Devlet insanlar için güven alanı olmalı değil mi? 

Cumhurbaşkanlığı ya da İçişleri Bakanlığı, “Devlet temsiliyeti” en belirgin, dolayısıyla bu temsiliyete en çok dikkat etmesi gereken kurumlar değil mi?

Şunu söyleyeyim: 

Toplum özellikle Cumhurbaşkanlığı veya İçişleri Bakanlığı makamından öfkeli söylemler geldiğinde korkuyor, endişeye kapılıyor. 

Bu tarz söylemlerin ülkede çok ciddi gerginlikler oluşturduğunu belirtmek gerekiyor. 
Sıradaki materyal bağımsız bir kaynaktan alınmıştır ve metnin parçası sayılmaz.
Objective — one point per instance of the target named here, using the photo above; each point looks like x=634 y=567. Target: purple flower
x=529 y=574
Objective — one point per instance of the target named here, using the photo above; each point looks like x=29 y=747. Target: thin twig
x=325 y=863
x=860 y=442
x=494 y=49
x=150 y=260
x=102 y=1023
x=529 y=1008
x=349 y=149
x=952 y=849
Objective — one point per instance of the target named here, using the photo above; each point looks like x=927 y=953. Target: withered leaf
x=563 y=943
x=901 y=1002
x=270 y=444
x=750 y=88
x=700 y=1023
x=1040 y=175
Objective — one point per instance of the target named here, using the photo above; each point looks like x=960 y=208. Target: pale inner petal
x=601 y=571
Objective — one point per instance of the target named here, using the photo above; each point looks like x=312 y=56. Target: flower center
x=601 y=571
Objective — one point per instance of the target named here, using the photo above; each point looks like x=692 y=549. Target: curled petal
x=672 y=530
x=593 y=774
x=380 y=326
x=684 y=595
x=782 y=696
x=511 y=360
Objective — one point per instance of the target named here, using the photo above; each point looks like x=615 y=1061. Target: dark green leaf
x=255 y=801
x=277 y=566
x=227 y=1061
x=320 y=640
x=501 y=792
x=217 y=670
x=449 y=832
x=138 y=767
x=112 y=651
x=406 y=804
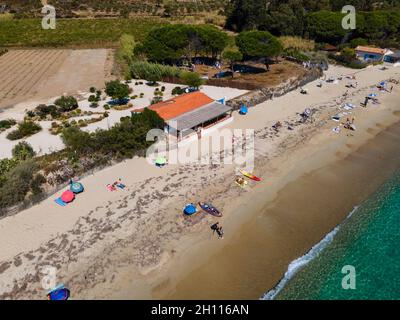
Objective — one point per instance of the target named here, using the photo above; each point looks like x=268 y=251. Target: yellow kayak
x=250 y=175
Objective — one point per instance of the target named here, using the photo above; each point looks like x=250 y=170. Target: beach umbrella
x=190 y=209
x=243 y=110
x=67 y=196
x=59 y=293
x=161 y=161
x=222 y=101
x=76 y=187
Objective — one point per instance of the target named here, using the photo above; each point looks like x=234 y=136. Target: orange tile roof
x=177 y=106
x=371 y=49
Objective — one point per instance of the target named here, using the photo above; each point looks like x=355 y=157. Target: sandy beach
x=136 y=244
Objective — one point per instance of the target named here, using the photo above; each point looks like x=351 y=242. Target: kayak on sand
x=250 y=175
x=209 y=208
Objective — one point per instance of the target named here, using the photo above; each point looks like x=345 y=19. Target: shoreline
x=137 y=245
x=265 y=242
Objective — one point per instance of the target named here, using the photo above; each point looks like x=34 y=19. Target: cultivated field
x=41 y=74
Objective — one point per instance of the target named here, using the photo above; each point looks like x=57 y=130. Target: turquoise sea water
x=369 y=240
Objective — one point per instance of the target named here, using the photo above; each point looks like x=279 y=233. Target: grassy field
x=73 y=32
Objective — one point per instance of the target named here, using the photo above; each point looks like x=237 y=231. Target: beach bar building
x=190 y=114
x=371 y=54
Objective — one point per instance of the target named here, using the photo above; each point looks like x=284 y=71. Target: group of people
x=218 y=229
x=349 y=124
x=115 y=185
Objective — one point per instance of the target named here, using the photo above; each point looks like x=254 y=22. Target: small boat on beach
x=241 y=182
x=250 y=175
x=210 y=209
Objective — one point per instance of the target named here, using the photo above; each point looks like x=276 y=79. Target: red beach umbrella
x=67 y=196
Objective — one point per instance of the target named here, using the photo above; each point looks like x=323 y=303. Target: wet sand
x=303 y=212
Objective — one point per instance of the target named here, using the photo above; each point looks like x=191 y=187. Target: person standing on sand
x=215 y=227
x=220 y=233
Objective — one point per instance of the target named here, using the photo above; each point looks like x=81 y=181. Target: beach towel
x=336 y=130
x=110 y=187
x=60 y=202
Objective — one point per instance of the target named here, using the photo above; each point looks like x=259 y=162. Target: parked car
x=222 y=74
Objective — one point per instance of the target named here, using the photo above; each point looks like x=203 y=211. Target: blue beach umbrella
x=190 y=209
x=59 y=293
x=243 y=110
x=76 y=187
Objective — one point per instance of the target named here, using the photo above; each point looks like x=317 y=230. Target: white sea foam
x=296 y=265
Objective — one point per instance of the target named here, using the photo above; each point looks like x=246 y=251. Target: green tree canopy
x=117 y=90
x=169 y=43
x=66 y=103
x=23 y=151
x=192 y=79
x=232 y=56
x=258 y=44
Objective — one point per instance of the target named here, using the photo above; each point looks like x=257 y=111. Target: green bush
x=17 y=183
x=192 y=79
x=177 y=91
x=23 y=151
x=153 y=71
x=43 y=111
x=66 y=103
x=25 y=129
x=117 y=90
x=7 y=124
x=122 y=140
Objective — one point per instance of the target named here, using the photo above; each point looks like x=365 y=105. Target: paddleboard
x=210 y=209
x=250 y=175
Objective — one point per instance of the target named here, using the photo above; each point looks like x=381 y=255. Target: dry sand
x=137 y=244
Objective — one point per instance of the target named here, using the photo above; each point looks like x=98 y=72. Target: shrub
x=358 y=42
x=192 y=79
x=17 y=183
x=7 y=124
x=23 y=151
x=66 y=103
x=153 y=71
x=177 y=91
x=43 y=111
x=117 y=90
x=92 y=98
x=25 y=129
x=156 y=99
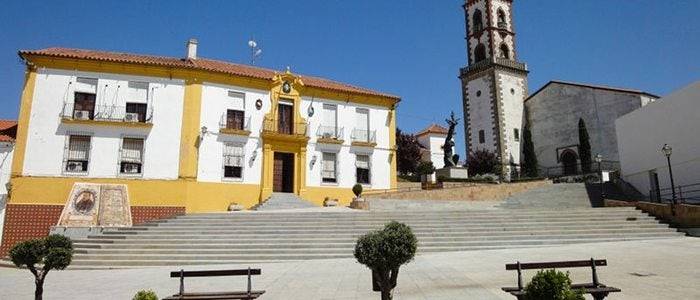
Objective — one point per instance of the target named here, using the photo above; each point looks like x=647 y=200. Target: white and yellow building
x=193 y=134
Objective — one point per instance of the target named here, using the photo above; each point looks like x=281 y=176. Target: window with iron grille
x=77 y=154
x=362 y=167
x=131 y=160
x=329 y=168
x=235 y=119
x=233 y=161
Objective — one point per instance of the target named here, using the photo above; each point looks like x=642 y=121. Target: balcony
x=290 y=131
x=489 y=62
x=329 y=135
x=234 y=126
x=364 y=138
x=109 y=115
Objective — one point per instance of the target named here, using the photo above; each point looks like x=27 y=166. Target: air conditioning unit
x=130 y=168
x=75 y=166
x=81 y=115
x=131 y=117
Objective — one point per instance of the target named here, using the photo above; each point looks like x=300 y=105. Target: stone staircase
x=280 y=201
x=250 y=237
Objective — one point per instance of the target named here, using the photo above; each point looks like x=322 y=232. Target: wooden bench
x=248 y=294
x=598 y=290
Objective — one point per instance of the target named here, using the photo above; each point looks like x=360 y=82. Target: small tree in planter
x=53 y=252
x=551 y=285
x=384 y=252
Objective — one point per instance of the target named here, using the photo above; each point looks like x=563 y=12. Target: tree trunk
x=39 y=290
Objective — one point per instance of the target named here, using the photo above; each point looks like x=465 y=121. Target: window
x=131 y=160
x=480 y=53
x=136 y=112
x=233 y=161
x=77 y=154
x=84 y=98
x=477 y=21
x=362 y=169
x=329 y=170
x=505 y=52
x=501 y=19
x=235 y=119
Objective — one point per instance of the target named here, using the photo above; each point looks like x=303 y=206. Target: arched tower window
x=505 y=51
x=501 y=19
x=478 y=25
x=479 y=53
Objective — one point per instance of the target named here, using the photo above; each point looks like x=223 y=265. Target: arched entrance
x=570 y=161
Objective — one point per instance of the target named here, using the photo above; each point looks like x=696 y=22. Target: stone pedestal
x=452 y=172
x=359 y=203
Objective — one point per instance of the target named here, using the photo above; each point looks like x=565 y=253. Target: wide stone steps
x=277 y=236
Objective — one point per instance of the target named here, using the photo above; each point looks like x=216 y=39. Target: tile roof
x=8 y=130
x=203 y=64
x=593 y=86
x=433 y=128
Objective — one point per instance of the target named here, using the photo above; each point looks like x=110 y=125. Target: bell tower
x=494 y=83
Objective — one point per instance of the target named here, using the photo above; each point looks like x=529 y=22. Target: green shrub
x=551 y=285
x=384 y=252
x=357 y=189
x=145 y=295
x=53 y=252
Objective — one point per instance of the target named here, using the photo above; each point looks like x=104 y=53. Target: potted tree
x=40 y=256
x=384 y=252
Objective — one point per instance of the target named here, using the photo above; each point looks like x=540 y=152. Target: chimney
x=192 y=49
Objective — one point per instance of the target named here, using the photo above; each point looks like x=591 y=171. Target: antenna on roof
x=255 y=51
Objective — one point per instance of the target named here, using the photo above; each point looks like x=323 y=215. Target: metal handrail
x=111 y=113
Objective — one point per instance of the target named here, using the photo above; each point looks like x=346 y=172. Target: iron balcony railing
x=688 y=194
x=330 y=132
x=494 y=61
x=364 y=136
x=273 y=125
x=234 y=123
x=111 y=113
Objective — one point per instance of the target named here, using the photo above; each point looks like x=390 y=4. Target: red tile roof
x=8 y=130
x=203 y=64
x=433 y=128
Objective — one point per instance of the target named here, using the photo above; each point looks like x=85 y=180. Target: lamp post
x=667 y=150
x=599 y=159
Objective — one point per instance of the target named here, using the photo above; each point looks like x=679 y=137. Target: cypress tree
x=584 y=145
x=529 y=156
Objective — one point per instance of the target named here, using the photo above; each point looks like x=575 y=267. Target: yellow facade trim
x=25 y=110
x=190 y=132
x=107 y=123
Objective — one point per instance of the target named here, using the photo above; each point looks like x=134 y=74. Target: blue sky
x=410 y=48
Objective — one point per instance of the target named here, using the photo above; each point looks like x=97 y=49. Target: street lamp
x=667 y=150
x=599 y=159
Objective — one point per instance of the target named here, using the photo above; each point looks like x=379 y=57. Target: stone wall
x=685 y=215
x=461 y=191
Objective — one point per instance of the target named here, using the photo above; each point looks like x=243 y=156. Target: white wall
x=47 y=135
x=642 y=133
x=380 y=164
x=215 y=102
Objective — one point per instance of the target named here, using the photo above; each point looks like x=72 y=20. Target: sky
x=413 y=49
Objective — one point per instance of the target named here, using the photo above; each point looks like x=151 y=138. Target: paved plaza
x=658 y=269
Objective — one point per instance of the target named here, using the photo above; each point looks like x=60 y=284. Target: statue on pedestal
x=450 y=159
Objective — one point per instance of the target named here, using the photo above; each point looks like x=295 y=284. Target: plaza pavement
x=654 y=269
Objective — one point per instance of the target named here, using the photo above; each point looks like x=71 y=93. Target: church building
x=494 y=84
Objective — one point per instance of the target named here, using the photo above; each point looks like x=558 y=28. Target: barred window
x=77 y=154
x=233 y=161
x=131 y=162
x=329 y=170
x=362 y=167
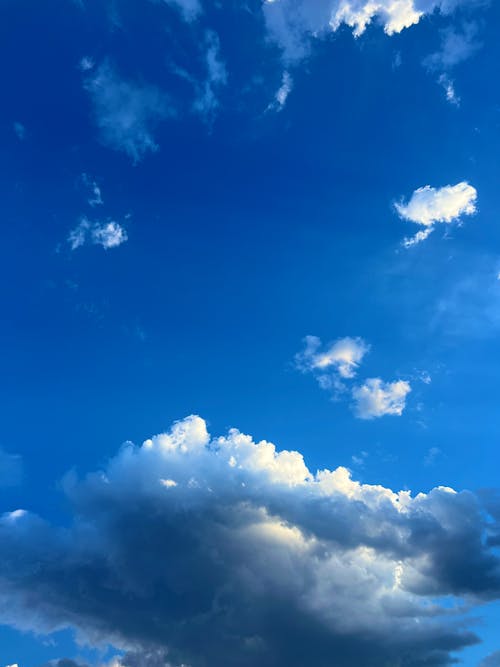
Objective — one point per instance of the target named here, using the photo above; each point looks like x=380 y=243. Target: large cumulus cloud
x=208 y=552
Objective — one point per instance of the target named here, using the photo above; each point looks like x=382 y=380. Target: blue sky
x=280 y=217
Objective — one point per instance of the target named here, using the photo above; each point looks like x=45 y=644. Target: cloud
x=95 y=198
x=428 y=206
x=126 y=112
x=282 y=93
x=343 y=356
x=86 y=64
x=456 y=46
x=250 y=559
x=106 y=234
x=207 y=102
x=449 y=89
x=492 y=660
x=11 y=469
x=293 y=23
x=376 y=398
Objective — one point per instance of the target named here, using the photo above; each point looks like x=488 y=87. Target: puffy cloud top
x=248 y=557
x=375 y=398
x=292 y=22
x=343 y=356
x=428 y=206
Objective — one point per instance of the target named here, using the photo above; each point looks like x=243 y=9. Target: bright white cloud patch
x=282 y=93
x=333 y=363
x=428 y=206
x=126 y=112
x=344 y=355
x=249 y=558
x=292 y=23
x=376 y=398
x=106 y=234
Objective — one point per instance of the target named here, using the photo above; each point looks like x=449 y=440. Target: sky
x=249 y=354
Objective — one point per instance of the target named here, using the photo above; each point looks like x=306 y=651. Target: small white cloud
x=207 y=101
x=106 y=234
x=342 y=356
x=456 y=47
x=95 y=198
x=449 y=90
x=428 y=206
x=432 y=456
x=376 y=398
x=109 y=235
x=86 y=64
x=126 y=112
x=282 y=93
x=20 y=131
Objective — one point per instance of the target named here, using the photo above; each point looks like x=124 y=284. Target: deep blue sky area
x=243 y=221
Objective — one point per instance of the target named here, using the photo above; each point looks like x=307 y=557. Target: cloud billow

Çok yüksek ses tonu, çok öfkeli bakışlar - değerlendirmeler, hukuk boyutu olmayan yargılamalar, makamların mahiyeti gereği bunların tüm devlet kademelerine sirayet ihtimali gerçekten ortaya tansiyonu yüksek bir iklim çıkarıyor. 

Cumhurbaşkanlığı’ndan veya İçişleri Bakanlığı’ndan bu tarz bir üslup sergilendiğinde, hukuk ne yapar, güvenlik birimleri ne yapar, valiler, kaymakamlar ne yapar, parti teşkilatlarının toplumla ilişkileri nasıl olur? 

Bence sergilenen bu görüntünün en büyük zararı Cumhurbaşkanı Erdoğan’adır. 

Bahçeliye değil öncelikle. Onun olan bitenden memnun olduğunu sanıyorum.

İçişleri Bakanı Süleyman Soylu’ya bile değil. Bir kere onun da sorumluluğunu Cumhurbaşkanı Erdoğan taşıyor, ikinci olarak da Soylu, MHP tandanslı dili ile, Ak Parti’de farklı bir zemin tutuyor.

Ama Cumhurbaşkanı Erdoğan, sadece partisinin insanı değil. “Partili Cumhurbaşkanı” bunu söylemese de toplum nezdinde Cumhurbaşkanı “milletin birliği”ni temsil konumundadır. Anladığım kadarıyla Cumhurbaşkanı böyle bilinmek istiyor, ama fiilen ortaya konan fotoğraf, bu imajı aşındırıyor. 

İnsanlar Cumhurbaşkanlığı görüntüsü bu değil diyorlar. Milletin birliği böyle temsil edilmez diyorlar. 

Bence kayıplar – kazançlar yeniden değerlendirilmeli.